Wednesday, May 28, 2008

Do you know your neighbours?

Do you know your neighbours - and if so, do you trust any of them enough to leave your keys with? The reason I ask is that I just found out via an article titled, Thou shalt be neighbourly in The Guardian that yesterday was European Neighbours' Day. Somehow, I doubt that a special day to honour our neighbours will have had little impact on the behavior of people (and that's assuming they knew anything about it since it didn't have much publicity) towards their neighbours. It's interesting to note that the BBC recently produced an article, Are we a nation of strangers? about this subject too. I found it really sad to read that, More than a third (36%) of us would not trust anybody on our street with our keys, according to a survey commissioned by the BBC. From my point of view, I have to say that I'm fortunate because my neighbours are very friendly and trust-worthy. I know my neighbours in three houses on one side, two on the other and three across the street. I would happily give the keys to my house to the people from four of those households. I have an observation about neighbourliness here, from my perspective as an American. I think there is a very strong element of a need for privacy in such a small and crowded island and the fact that houses are built very close together (even the detached houses are) so that fences and high hedges are considered to be necessary, makes it difficult to get to know neighbours. There is some encouraging news though, with an upsurge in community activities, such as RHS Britain in Bloom and the increasing popularity of allotments*. Okay, you might not meet your next door neighbours but you will meet people from your community and that interaction is a positive step forward. It's really true that England is a nation of gardeners and I think that is certainly one good way to encourage neighbourliness. What are your thoughts? Do you think people are interacting less with their neighbours? If you don't know your neighbours, why not? *Did you know that all councils in England & Wales (with the exception of Inner London) have to, by law, provide allotments?

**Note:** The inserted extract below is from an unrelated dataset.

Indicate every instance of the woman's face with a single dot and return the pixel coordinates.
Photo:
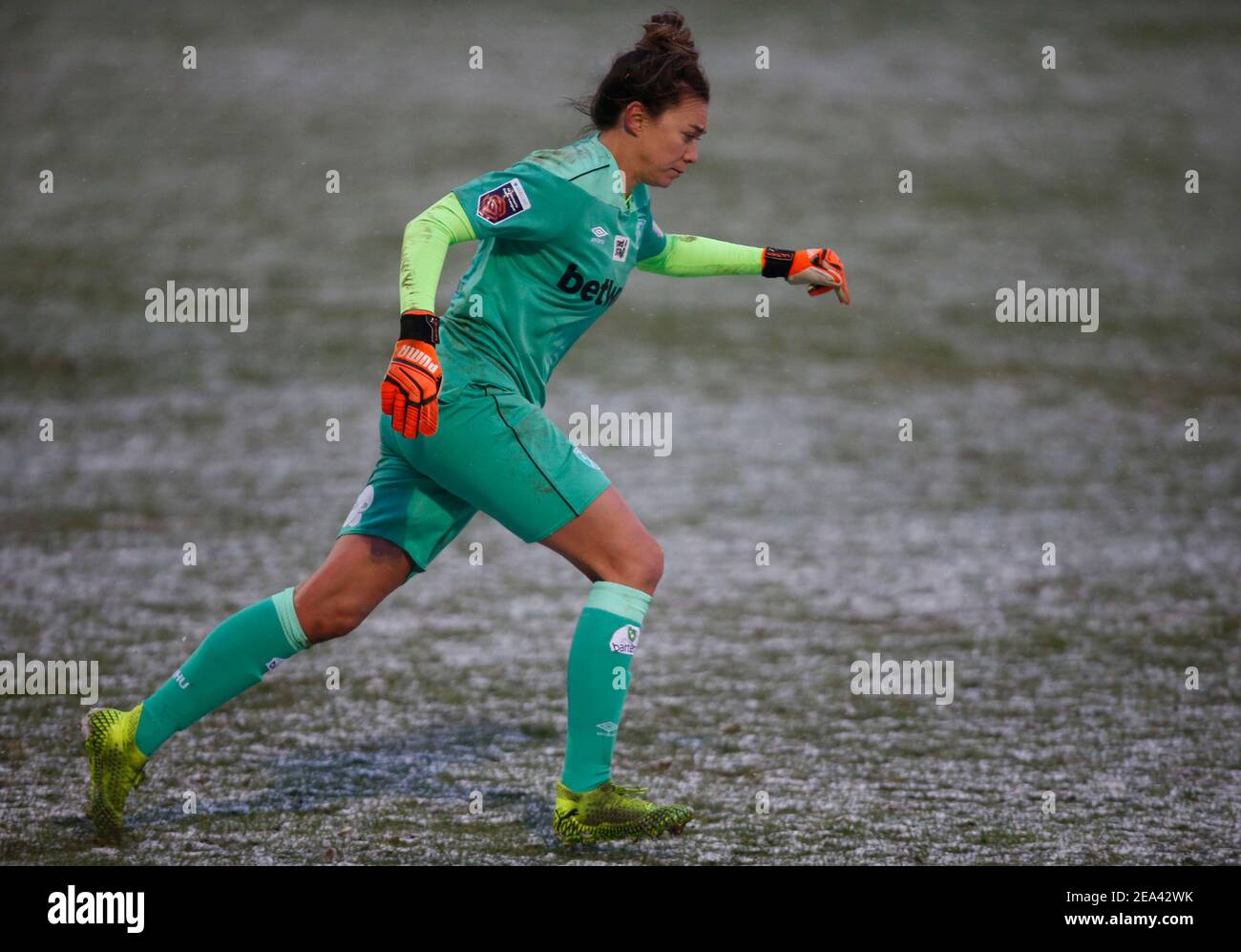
(669, 144)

  1. People definitely interact less with neighbours nowadays. I live in a flat and know hardly any of mine.
    At the allotment it's a different story as I've known most to chat with from my first day there.
    The provision of allotments is problematical for many councils and in view of their increasing popularity will become even more newsworthy than they are at present.
    Thanks for an interesting, and informative, entry. xx

  2. Hi flighty, Yes, I can see that it would probably be more of a challenge to get to know your neighbours if you live in a flat.

    Thank you for confirming my view about neighborliness at allotments.(I don't have an allotment myself since I have a very big garden). I think gardening is always a good way to encourage friendship.

    I'm sure providing allotments will become more of a problem like you say which is unfortunate.

  3. I've been here nearly three years now and tried to have and approachable and helpful attitude when I first came but it soon became apparent that the only time the neighbours really wanted to see you was when they wanted something so although I get on okay with them I keep to myself simply to avoid having my good nature abused. However I do trust them and if I did leave the keys with them I'm sure everything would be there when I got back. I'm sure it would all have had a good going over and those that didn't see something for themself would have heard about it from someone who had if you get my meaning. ATB Bob.

  4. Hi Bob, I'm sorry your neighbours don't seem to be particularly friendly. At least you feel that you could trust them with your keys if necessary.